In a quiet lab in Los Angeles, a tiny cluster of cells no wider than a poppy seed is changing how we fight cancer. Grown from a patient’s own tumor and printed layer by layer using 3D bioprinting, this miniature organoid is being bombarded with dozens of drug combinations—each move captured in real time by a high-speed camera and interpreted by artificial intelligence. At the UCLA Health Jonsson Comprehensive Cancer Center, Dr. Michael Teitell and his team have built a revolutionary platform that merges biology, engineering, and machine learning to test cancer therapies faster and more precisely than ever before. This isn’t science fiction—it’s a new frontier in personalized medicine, now detailed in Nature Protocols.

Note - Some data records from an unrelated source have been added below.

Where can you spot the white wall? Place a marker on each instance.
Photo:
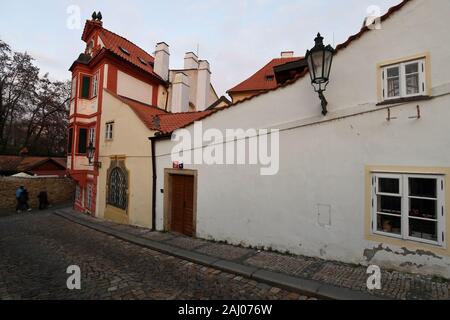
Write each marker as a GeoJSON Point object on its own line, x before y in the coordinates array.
{"type": "Point", "coordinates": [324, 163]}
{"type": "Point", "coordinates": [133, 88]}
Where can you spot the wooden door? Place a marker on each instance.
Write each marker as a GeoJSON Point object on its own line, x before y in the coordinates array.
{"type": "Point", "coordinates": [182, 217]}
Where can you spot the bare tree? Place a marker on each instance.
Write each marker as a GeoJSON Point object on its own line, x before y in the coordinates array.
{"type": "Point", "coordinates": [33, 109]}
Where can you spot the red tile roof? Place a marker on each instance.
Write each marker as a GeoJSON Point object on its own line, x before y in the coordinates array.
{"type": "Point", "coordinates": [160, 120]}
{"type": "Point", "coordinates": [113, 42]}
{"type": "Point", "coordinates": [168, 123]}
{"type": "Point", "coordinates": [259, 81]}
{"type": "Point", "coordinates": [25, 164]}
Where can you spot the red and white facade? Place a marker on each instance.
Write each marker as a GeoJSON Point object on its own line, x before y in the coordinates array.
{"type": "Point", "coordinates": [112, 63]}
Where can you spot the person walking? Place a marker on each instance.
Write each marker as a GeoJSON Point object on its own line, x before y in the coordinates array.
{"type": "Point", "coordinates": [43, 200]}
{"type": "Point", "coordinates": [18, 198]}
{"type": "Point", "coordinates": [24, 197]}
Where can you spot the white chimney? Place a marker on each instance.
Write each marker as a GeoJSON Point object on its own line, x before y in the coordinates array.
{"type": "Point", "coordinates": [190, 61]}
{"type": "Point", "coordinates": [162, 57]}
{"type": "Point", "coordinates": [287, 54]}
{"type": "Point", "coordinates": [203, 85]}
{"type": "Point", "coordinates": [180, 93]}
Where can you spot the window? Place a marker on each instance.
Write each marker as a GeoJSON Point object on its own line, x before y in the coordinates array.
{"type": "Point", "coordinates": [117, 191]}
{"type": "Point", "coordinates": [89, 196]}
{"type": "Point", "coordinates": [82, 140]}
{"type": "Point", "coordinates": [74, 87]}
{"type": "Point", "coordinates": [92, 136]}
{"type": "Point", "coordinates": [85, 87]}
{"type": "Point", "coordinates": [70, 142]}
{"type": "Point", "coordinates": [404, 80]}
{"type": "Point", "coordinates": [124, 51]}
{"type": "Point", "coordinates": [142, 61]}
{"type": "Point", "coordinates": [409, 207]}
{"type": "Point", "coordinates": [78, 194]}
{"type": "Point", "coordinates": [109, 131]}
{"type": "Point", "coordinates": [94, 85]}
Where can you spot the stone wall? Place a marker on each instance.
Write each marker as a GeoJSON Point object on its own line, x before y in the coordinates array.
{"type": "Point", "coordinates": [60, 190]}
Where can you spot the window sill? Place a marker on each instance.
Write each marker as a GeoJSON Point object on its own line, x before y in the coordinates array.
{"type": "Point", "coordinates": [404, 100]}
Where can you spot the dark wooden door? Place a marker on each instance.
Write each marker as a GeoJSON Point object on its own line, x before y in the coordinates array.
{"type": "Point", "coordinates": [182, 219]}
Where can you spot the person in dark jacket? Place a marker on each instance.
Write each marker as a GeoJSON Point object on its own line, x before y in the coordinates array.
{"type": "Point", "coordinates": [18, 195]}
{"type": "Point", "coordinates": [43, 200]}
{"type": "Point", "coordinates": [24, 197]}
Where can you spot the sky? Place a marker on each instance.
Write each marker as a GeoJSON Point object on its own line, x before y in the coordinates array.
{"type": "Point", "coordinates": [237, 37]}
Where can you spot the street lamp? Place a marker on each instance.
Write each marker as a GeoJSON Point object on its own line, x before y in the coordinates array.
{"type": "Point", "coordinates": [90, 156]}
{"type": "Point", "coordinates": [319, 61]}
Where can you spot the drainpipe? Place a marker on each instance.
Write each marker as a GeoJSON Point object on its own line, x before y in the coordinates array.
{"type": "Point", "coordinates": [153, 140]}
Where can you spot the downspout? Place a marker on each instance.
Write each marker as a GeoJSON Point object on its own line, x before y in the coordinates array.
{"type": "Point", "coordinates": [155, 174]}
{"type": "Point", "coordinates": [154, 177]}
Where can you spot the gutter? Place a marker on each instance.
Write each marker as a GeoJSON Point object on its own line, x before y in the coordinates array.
{"type": "Point", "coordinates": [158, 137]}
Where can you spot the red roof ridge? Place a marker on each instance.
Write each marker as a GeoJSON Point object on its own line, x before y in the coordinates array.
{"type": "Point", "coordinates": [130, 42]}
{"type": "Point", "coordinates": [256, 82]}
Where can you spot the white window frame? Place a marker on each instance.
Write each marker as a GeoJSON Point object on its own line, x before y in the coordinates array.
{"type": "Point", "coordinates": [73, 88]}
{"type": "Point", "coordinates": [402, 78]}
{"type": "Point", "coordinates": [109, 134]}
{"type": "Point", "coordinates": [404, 193]}
{"type": "Point", "coordinates": [94, 88]}
{"type": "Point", "coordinates": [92, 135]}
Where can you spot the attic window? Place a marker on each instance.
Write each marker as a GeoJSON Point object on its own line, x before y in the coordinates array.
{"type": "Point", "coordinates": [142, 61]}
{"type": "Point", "coordinates": [124, 50]}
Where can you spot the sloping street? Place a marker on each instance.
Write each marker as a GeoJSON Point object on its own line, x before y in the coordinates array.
{"type": "Point", "coordinates": [36, 249]}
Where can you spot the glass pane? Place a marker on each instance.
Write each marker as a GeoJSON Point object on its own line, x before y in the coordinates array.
{"type": "Point", "coordinates": [412, 68]}
{"type": "Point", "coordinates": [318, 63]}
{"type": "Point", "coordinates": [412, 84]}
{"type": "Point", "coordinates": [393, 72]}
{"type": "Point", "coordinates": [425, 188]}
{"type": "Point", "coordinates": [393, 87]}
{"type": "Point", "coordinates": [328, 57]}
{"type": "Point", "coordinates": [389, 185]}
{"type": "Point", "coordinates": [391, 205]}
{"type": "Point", "coordinates": [423, 208]}
{"type": "Point", "coordinates": [426, 230]}
{"type": "Point", "coordinates": [389, 224]}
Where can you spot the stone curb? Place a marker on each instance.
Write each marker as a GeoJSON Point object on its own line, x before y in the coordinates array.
{"type": "Point", "coordinates": [291, 283]}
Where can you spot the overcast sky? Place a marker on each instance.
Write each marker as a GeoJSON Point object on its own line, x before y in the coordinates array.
{"type": "Point", "coordinates": [236, 36]}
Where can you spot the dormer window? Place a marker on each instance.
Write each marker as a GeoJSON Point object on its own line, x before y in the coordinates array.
{"type": "Point", "coordinates": [404, 80]}
{"type": "Point", "coordinates": [142, 61]}
{"type": "Point", "coordinates": [124, 51]}
{"type": "Point", "coordinates": [90, 48]}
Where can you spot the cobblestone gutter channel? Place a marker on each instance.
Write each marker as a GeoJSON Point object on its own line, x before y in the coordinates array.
{"type": "Point", "coordinates": [240, 261]}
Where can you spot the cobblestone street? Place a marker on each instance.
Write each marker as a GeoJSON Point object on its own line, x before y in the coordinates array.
{"type": "Point", "coordinates": [36, 249]}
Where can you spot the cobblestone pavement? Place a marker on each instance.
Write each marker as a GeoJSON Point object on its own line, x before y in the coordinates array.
{"type": "Point", "coordinates": [395, 285]}
{"type": "Point", "coordinates": [36, 249]}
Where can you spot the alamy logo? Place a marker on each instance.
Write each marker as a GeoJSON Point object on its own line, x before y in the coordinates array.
{"type": "Point", "coordinates": [234, 147]}
{"type": "Point", "coordinates": [74, 281]}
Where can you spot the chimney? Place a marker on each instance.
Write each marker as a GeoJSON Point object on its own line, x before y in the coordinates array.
{"type": "Point", "coordinates": [203, 85]}
{"type": "Point", "coordinates": [180, 93]}
{"type": "Point", "coordinates": [190, 61]}
{"type": "Point", "coordinates": [162, 56]}
{"type": "Point", "coordinates": [287, 54]}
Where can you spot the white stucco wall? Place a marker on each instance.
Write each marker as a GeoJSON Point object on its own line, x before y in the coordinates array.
{"type": "Point", "coordinates": [130, 142]}
{"type": "Point", "coordinates": [133, 88]}
{"type": "Point", "coordinates": [324, 163]}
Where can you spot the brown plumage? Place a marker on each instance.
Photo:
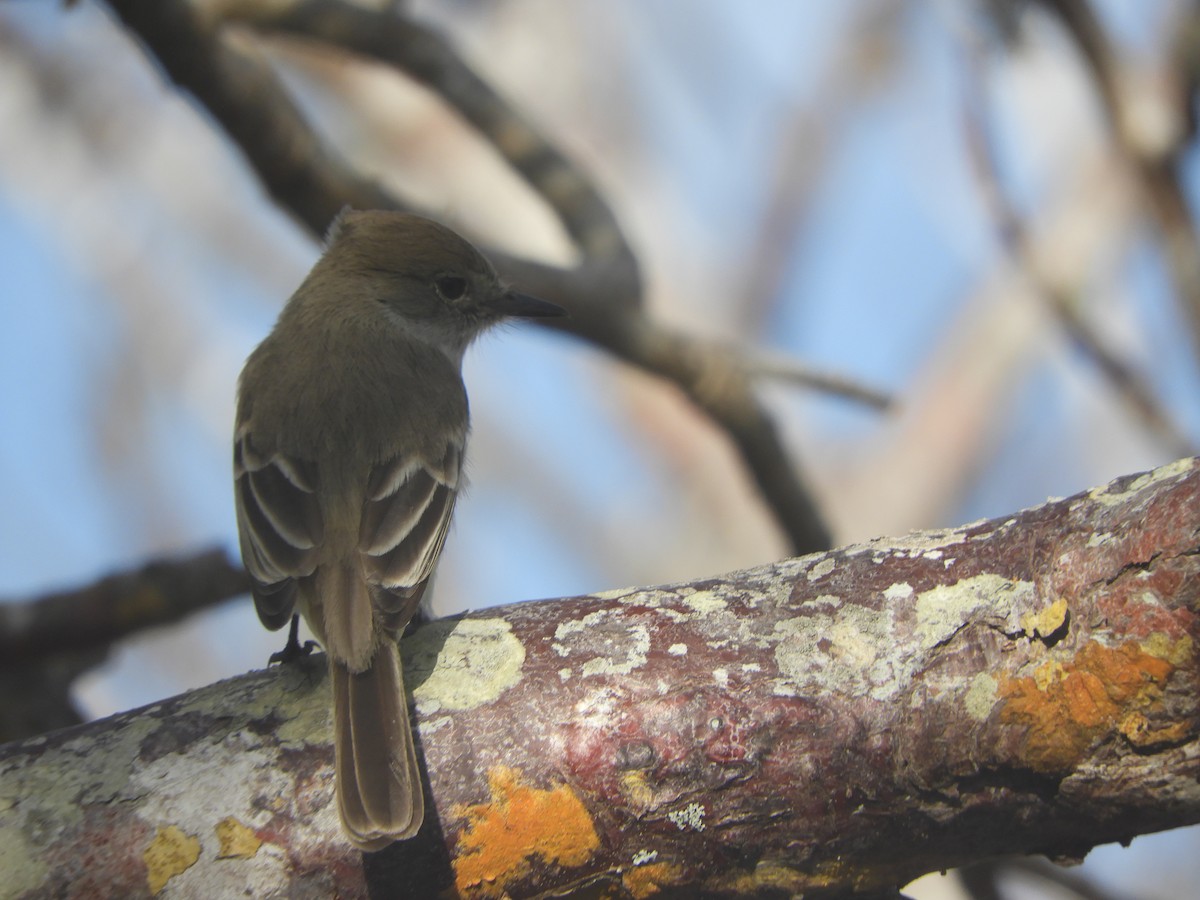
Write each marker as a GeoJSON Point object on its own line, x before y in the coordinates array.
{"type": "Point", "coordinates": [352, 426]}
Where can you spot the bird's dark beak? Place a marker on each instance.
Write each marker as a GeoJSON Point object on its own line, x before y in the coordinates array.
{"type": "Point", "coordinates": [510, 303]}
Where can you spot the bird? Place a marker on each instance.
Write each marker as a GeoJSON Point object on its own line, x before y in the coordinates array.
{"type": "Point", "coordinates": [352, 424]}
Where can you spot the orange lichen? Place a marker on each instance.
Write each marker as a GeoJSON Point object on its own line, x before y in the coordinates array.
{"type": "Point", "coordinates": [648, 880]}
{"type": "Point", "coordinates": [1066, 707]}
{"type": "Point", "coordinates": [519, 823]}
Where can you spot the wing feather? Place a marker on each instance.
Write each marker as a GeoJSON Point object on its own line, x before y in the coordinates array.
{"type": "Point", "coordinates": [279, 523]}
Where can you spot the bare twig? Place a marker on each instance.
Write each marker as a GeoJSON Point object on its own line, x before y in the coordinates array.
{"type": "Point", "coordinates": [603, 293]}
{"type": "Point", "coordinates": [1155, 153]}
{"type": "Point", "coordinates": [1126, 382]}
{"type": "Point", "coordinates": [94, 617]}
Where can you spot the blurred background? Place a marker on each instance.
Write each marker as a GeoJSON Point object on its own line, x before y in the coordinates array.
{"type": "Point", "coordinates": [941, 199]}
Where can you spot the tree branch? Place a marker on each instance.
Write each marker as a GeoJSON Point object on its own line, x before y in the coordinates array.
{"type": "Point", "coordinates": [846, 720]}
{"type": "Point", "coordinates": [603, 293]}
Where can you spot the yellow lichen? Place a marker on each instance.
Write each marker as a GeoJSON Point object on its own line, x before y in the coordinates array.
{"type": "Point", "coordinates": [1066, 707]}
{"type": "Point", "coordinates": [517, 825]}
{"type": "Point", "coordinates": [237, 840]}
{"type": "Point", "coordinates": [172, 852]}
{"type": "Point", "coordinates": [1045, 622]}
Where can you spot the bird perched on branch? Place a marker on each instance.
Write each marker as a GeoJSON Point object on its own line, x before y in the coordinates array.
{"type": "Point", "coordinates": [352, 425]}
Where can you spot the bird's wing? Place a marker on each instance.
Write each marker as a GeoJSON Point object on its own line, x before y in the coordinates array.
{"type": "Point", "coordinates": [405, 520]}
{"type": "Point", "coordinates": [279, 523]}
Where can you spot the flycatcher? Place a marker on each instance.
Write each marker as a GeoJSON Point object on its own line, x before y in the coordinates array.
{"type": "Point", "coordinates": [348, 449]}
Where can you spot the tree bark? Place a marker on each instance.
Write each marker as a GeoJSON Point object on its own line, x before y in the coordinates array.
{"type": "Point", "coordinates": [835, 723]}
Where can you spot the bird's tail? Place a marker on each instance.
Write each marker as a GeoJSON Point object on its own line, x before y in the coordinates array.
{"type": "Point", "coordinates": [378, 784]}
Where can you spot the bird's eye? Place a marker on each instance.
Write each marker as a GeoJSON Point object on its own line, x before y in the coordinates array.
{"type": "Point", "coordinates": [451, 287]}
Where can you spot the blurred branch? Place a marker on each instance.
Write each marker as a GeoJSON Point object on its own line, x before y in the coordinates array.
{"type": "Point", "coordinates": [48, 642]}
{"type": "Point", "coordinates": [1127, 383]}
{"type": "Point", "coordinates": [91, 618]}
{"type": "Point", "coordinates": [1152, 137]}
{"type": "Point", "coordinates": [820, 726]}
{"type": "Point", "coordinates": [604, 292]}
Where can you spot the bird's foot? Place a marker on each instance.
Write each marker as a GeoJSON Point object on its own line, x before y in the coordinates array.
{"type": "Point", "coordinates": [293, 651]}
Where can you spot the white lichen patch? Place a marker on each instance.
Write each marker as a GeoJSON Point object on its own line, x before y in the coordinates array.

Cancer treatment has long relied on one-size-fits-all approaches, but tumors vary wildly between patients, even within the same cancer type. Traditional models, like cell lines grown on flat dishes, often fail to mimic the complexity of real tumors. Organoids—miniature, three-dimensional versions of tumors grown in the lab—offer a far more accurate model. But until now, scaling them for rapid drug testing has been a major hurdle. The UCLA team’s breakthrough lies in combining extrusion bioprinting with label-free quantitative phase imaging and AI-driven analysis, creating a system that can produce, monitor, and analyze thousands of organoids simultaneously—without damaging them.

The platform prints patient-derived tumor cells into 3D structures embedded in extracellular matrix gels, arranged in multiwell plates for high-throughput screening. Using high-speed imaging, it tracks changes in biomass and growth over time—up to 1,000 organoids per hour—without dyes or destructive assays. AI then steps in: deep learning algorithms segment images, while machine learning models track individual organoid responses to therapy, revealing patterns invisible to the human eye. In tests, the system successfully monitored responses in both established cancer cell lines and a patient-derived glioblastoma sample, identifying subtle differences in drug sensitivity and spotting rare, resistant cell populations that could lead to relapse.

"Instead of asking whether a drug works on average for a large number of tumor cells, we can now determine which specific organoids respond and which do not, and ultimately, have an approach to determine the underlying reasons for unique response profiles," said Dr. Teitell. This level of precision could transform how oncologists choose treatments, allowing them to test therapies on a patient’s own cells before a single drug is administered. For cancers with limited options—like pancreatic or brain tumors—this could mean the difference between life and death.

While still in the research phase, the platform is paving the way for clinical trials where treatment decisions are guided by a patient’s living tumor twin. In a world where cancer claims nearly 10 million lives a year, this fusion of bioprinting and AI offers a powerful new hope: that the right drug can finally find the right patient, faster.